Atraídos pelas vantagens do Paraguai

Arquivo pessoal / divulgação
Tributação do país vizinho é principal vantagem, diz Henrique PreusslerArquivo pessoal / divulgação

Antes de deixar o Brasil, Henrique Preussler produziu arroz em Uruguaiana por 12 anos. Com lavoura de 200 hectares localizada próximo ao Rio Quaraí, chegou a colher até 10 mil quilos por hectare, quase 30% acima da média do Estado.

– Quando não tinha seca, era uma maravilha – lembra.

Apesar das boas safras, o lucro era pequeno – história conhecida entre os produtores gaúchos. Foi o famoso “custo Brasil” que levou Preussler ao Paraguai há três anos. Hoje, o agricultor de 47 anos mora com a mulher e os dois filhos em Vila Oliva, no departamento de Ñeembucú.

Não são poucos os atrativos que o levaram a fazer as malas. A questão tributária é a primeira a ser citada pelo produtor. Há 5% do Imposto sobre Valor Agregado (IVA) – isentado para quem exporta –, 10% do Imposto de Renda das Atividades Agropecuárias (Iragro) e 16,5% de encargo trabalhista para o seguro social.

Em defensivos, importados da China em sua maior parte, o produtor gaúcho diz gastar até 40% menos do que gastava em Uruguaiana. Outra vantagem: em terras arrendadas, como é o caso dele, paga-se de 16 a 20 sacas de arroz por hectare no Paraguai, segundo Preussler. Em Uruguaiana, são cerca de 30.

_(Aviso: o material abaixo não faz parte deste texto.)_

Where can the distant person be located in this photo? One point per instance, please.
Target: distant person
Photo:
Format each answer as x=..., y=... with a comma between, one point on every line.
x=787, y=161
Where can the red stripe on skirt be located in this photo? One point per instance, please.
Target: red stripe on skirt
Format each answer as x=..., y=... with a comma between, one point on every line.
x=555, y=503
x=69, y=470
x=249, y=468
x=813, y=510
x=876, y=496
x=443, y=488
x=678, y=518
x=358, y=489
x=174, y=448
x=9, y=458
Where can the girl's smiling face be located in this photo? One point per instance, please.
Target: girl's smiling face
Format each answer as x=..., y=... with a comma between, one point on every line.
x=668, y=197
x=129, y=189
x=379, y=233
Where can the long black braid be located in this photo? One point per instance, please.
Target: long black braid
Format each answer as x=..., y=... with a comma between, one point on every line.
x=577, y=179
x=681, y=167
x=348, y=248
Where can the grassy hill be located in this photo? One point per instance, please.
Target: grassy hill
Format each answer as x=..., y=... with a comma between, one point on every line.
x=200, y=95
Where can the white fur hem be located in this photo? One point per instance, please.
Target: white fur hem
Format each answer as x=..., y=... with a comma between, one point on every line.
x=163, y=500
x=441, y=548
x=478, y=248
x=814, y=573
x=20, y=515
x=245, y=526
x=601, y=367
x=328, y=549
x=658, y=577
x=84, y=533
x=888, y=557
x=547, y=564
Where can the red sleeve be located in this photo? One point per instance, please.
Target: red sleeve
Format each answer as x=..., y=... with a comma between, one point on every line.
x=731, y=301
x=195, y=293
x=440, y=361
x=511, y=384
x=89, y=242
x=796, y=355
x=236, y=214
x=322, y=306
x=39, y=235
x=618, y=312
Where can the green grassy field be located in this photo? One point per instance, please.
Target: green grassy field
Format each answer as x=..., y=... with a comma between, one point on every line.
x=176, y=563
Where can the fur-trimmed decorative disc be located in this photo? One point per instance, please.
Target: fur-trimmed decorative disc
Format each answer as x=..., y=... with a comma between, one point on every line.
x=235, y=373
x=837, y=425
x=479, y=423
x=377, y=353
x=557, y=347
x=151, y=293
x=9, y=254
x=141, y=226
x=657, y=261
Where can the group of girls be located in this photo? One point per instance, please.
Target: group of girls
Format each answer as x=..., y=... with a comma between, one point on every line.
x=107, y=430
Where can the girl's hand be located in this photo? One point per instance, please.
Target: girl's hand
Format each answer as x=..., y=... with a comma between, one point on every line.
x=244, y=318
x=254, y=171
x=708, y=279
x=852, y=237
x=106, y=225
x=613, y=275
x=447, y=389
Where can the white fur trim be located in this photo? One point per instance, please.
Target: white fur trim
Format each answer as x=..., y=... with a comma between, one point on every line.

Preussler já colheu três safras na lavoura de 450 hectares. No último ciclo, foram 6.250 quilos por hectare. Embora acima da média paraguaia, sua produtividade foi prejudicada por um problema em um motor de irrigação. Para a atual safra, pretende chegar a 9 mil quilos.Ele destaca ainda as vantagens de áreas muito planas e o clima favorável.

– Quando chove, chego a ficar uma semana sem precisar irrigar – conta, acrescentando que um dos seus maiores gastos hoje é com o óleo diesel para o bombeamento da irrigação, já que não usa energia elétrica.

Com tantas vantagens, a única saudade que sente da campanha é o churrasco de domingo com os amigos.

– Estou muito satisfeito. É um novo começo, com oportunidade para crescer, diferente do Brasil.